See, also, Cæsar v. Bernard, 156 App. Div. 724, 141 N. Y. Supp. 659, affirmed 209 N. Y. 570, 103 N. E. 1122, which is thought to practically overrule Swan v. Stiles, 94 App. Div. 117, 87 N. Y. Supp. 1089, to which defendants attach importance in support of their claim that recovery cannot be had herein, as it is not shown that the corporation refused to pay the notes. It was not necessary for recovery that the defendants' should be stockholders in the insolvent corporation; if they as creditors received a preference, they may be proceeded against for recovery thereof. Montague v.
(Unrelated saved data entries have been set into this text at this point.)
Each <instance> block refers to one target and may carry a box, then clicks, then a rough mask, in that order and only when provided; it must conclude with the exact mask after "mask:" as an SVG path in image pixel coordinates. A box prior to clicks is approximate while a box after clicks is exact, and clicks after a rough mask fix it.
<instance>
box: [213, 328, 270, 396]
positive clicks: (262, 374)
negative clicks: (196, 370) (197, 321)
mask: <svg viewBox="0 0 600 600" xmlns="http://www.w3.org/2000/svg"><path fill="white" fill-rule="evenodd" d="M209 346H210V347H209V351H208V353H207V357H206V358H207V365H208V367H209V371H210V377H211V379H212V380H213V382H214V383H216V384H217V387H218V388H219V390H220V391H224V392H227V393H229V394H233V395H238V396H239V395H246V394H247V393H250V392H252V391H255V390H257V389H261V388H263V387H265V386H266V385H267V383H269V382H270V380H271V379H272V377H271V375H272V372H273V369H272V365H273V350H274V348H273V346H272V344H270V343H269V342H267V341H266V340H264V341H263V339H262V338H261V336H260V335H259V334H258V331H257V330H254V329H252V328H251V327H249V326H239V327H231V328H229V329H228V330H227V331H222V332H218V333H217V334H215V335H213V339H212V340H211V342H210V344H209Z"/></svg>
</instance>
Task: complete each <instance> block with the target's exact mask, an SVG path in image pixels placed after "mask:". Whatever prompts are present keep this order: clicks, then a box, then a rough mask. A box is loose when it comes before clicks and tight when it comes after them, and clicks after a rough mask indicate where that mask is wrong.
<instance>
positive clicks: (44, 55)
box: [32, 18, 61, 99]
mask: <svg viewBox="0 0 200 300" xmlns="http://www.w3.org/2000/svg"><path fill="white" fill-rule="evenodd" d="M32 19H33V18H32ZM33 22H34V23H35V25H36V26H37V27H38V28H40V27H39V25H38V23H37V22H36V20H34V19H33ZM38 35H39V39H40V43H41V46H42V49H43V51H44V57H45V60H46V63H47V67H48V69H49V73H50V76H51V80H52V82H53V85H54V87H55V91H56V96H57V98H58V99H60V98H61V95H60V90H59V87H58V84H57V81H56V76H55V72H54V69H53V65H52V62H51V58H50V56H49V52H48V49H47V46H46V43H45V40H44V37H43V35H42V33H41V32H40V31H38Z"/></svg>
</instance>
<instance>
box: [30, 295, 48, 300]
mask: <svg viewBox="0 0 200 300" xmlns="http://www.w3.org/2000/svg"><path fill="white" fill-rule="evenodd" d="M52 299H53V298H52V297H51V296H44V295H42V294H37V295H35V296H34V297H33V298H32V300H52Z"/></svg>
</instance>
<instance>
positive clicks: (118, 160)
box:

Hotel Gotham, 208 N. Y. 442, 102 N. E. 513.

[5] Objection is made that this court is without jurisdiction to maintain the action without the consent of the defendants, but I think the objection is without merit. Section 67e of the Bankruptcy Act substantially authorizes voiding transfers of property made by a debtor while *989insolvent within four months of filing the petition in bankruptcy “which are held null and void as against the creditors of such debtor by the laws of the state” in which such property is situate, and that courts of bankruptcy (Bankruptcy Act, § 1, subd. 8, which includes the District Court) and state courts shall have concurrent jurisdiction. This action, it must be remembered, is not brought to set aside fraudulent transfers not creating a preference, nor fraudulent transfers not made within four months of the bankruptcy, which classes of actions are instituted under section 70e of the Bankruptcy Act. Gregory v. Atkinson et al. (D. C.) 127 Fed. 183; Wood v. Wilbert, 226 U. S. 384, 33 Sup. Ct. 125, 57 L. Ed. 264; Wright v. Skinner Mfg. Co., 162 Fed. 315, 89 C. C. A. 23.

No other questions argued at the bar require special consideration. My conclusion is that, as to the cause of action alleged in the bill under section 60b of the Bankruptcy Act, the trustee cannot recover, but that as to the cause of action under section 66 of the Stock Corporation Law of New York the intent while insolvent to prefer the defendants has been fairly proven, and the complainant may therefore have a decree, with costs, directing the return to the trustee of the amount of such preference, with interest, subject, however, to the dividend to which the defendants will be entitled on distribution of the assets.